Brazil's Infrastructure Likely to Worsen

Very little has been done to fix the country's crippled port structure

Brazilian Ag consultant Céleres has cut its projection of U.S. 2013-14 soybean production by six percent—to 84.9 million tonnes, lower even than USDA's guess of 88.5 million tonnes.

Meanwhile back in Brazil, Céleres says 36% of Brazil's bean crop has now been harvested, and half of it sold.

Yields are looking good in Mato Grosso state despite too much harvest-time rain. However, the January-February dry weather in southern Brazil hit production hard.

A Mato Grosso agronomist said, "In our clients' fields, we've seen average losses of 15%, or 6.7 bushels per acre." Excess rains at harvest have slowed second-crop corn planting, caused big dockage, and made hauling beans a real challenge on muddy roads.

Infrastructure woes
Speaking of infrastructure, what's your gripe about government mismanagement of tax dollars? Join the club, as we've all got our favorite complaints.

But Brazilian farmers just may have you beat in terms of reasons to gripe.
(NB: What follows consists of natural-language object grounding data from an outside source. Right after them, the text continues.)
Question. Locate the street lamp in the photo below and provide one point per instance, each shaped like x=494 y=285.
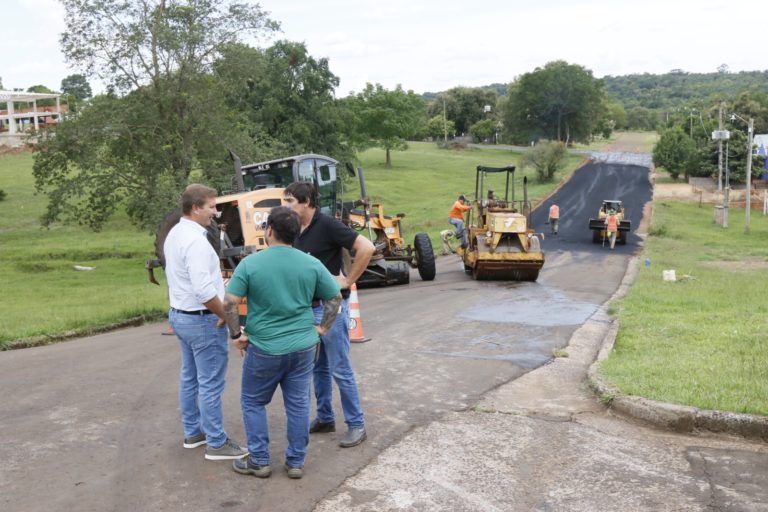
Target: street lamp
x=720 y=136
x=747 y=204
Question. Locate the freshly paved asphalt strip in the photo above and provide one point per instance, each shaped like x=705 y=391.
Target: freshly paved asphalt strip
x=466 y=409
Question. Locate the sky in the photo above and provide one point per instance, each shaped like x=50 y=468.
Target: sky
x=431 y=45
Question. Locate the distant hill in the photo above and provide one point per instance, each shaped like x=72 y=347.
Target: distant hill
x=670 y=89
x=678 y=87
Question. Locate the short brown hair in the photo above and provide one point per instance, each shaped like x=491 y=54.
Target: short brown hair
x=195 y=195
x=285 y=224
x=303 y=191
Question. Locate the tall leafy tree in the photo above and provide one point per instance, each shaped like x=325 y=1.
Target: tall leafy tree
x=560 y=101
x=388 y=118
x=674 y=151
x=76 y=86
x=165 y=115
x=289 y=94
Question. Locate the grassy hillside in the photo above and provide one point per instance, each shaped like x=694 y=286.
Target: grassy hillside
x=702 y=340
x=45 y=297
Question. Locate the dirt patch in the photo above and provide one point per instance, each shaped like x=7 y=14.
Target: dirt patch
x=633 y=142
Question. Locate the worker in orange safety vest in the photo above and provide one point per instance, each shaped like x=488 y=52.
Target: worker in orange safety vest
x=612 y=227
x=554 y=218
x=456 y=218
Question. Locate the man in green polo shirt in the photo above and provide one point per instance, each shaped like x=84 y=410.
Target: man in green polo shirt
x=280 y=284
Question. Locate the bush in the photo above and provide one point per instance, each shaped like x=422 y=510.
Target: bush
x=546 y=158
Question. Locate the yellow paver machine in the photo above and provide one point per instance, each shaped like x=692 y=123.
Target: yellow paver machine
x=501 y=246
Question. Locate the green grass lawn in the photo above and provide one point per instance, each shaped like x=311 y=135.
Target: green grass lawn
x=703 y=340
x=45 y=298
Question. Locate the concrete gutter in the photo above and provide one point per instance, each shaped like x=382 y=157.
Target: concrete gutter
x=678 y=418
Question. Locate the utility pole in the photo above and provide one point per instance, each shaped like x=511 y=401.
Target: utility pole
x=690 y=131
x=445 y=123
x=727 y=189
x=720 y=151
x=748 y=204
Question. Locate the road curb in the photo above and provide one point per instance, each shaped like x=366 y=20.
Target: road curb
x=668 y=416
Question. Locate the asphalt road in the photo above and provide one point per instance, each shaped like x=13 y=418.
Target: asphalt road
x=92 y=424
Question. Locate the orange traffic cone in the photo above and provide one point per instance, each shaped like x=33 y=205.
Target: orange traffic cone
x=355 y=323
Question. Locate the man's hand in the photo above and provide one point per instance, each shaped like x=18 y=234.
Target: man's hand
x=241 y=344
x=343 y=281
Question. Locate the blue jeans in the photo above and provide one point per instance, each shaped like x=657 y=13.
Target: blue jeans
x=460 y=233
x=204 y=356
x=334 y=361
x=261 y=374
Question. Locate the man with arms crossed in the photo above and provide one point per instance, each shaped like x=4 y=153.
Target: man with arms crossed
x=280 y=338
x=324 y=238
x=196 y=291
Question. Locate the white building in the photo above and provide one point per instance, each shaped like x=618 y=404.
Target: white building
x=25 y=115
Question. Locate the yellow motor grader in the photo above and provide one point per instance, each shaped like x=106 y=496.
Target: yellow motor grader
x=392 y=259
x=501 y=246
x=239 y=229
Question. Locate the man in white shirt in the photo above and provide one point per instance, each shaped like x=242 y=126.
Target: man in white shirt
x=196 y=291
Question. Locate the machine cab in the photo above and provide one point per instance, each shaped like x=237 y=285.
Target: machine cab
x=259 y=188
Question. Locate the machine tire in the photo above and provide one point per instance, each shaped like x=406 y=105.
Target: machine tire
x=171 y=220
x=425 y=256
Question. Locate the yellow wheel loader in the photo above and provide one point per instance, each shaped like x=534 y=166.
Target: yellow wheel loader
x=239 y=229
x=501 y=246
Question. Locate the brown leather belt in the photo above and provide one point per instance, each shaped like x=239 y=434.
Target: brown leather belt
x=196 y=312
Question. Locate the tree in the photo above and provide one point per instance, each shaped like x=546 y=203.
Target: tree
x=388 y=118
x=546 y=157
x=141 y=148
x=674 y=151
x=560 y=101
x=288 y=93
x=439 y=128
x=77 y=87
x=483 y=130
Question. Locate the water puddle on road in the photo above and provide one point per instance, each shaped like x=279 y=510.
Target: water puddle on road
x=532 y=304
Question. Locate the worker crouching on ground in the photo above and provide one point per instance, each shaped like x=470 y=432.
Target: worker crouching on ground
x=612 y=227
x=280 y=338
x=456 y=217
x=554 y=218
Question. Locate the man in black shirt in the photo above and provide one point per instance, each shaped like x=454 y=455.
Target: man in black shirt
x=324 y=238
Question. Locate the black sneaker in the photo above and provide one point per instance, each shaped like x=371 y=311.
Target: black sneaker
x=322 y=427
x=294 y=471
x=353 y=437
x=244 y=466
x=194 y=441
x=228 y=451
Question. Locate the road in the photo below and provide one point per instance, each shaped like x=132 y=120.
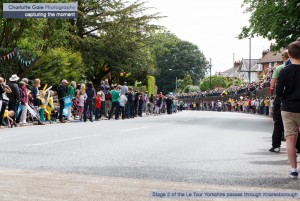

Next to nothing has been done to fix Brazil's port structure in the year since the Chinese cancelled multiple loads of Brazilian beans and foreign ships gave up waiting in line to load up at Brazil's ports.

The country's losses due to the port mess last year were estimated to have cost some $2.5 billion.

Yet, the Brazilian government saw fit to spend $682 million on a port--- in Cuba.

A recent Rabobank report pointed out that not a lot had changed in terms of Brazil's infrastructure since last year, and Brazilian producers like Rodolpho Botelho note rising transport costs.

"The cost of freight to the ports gets more and more expensive, and that has cut into producers' margins."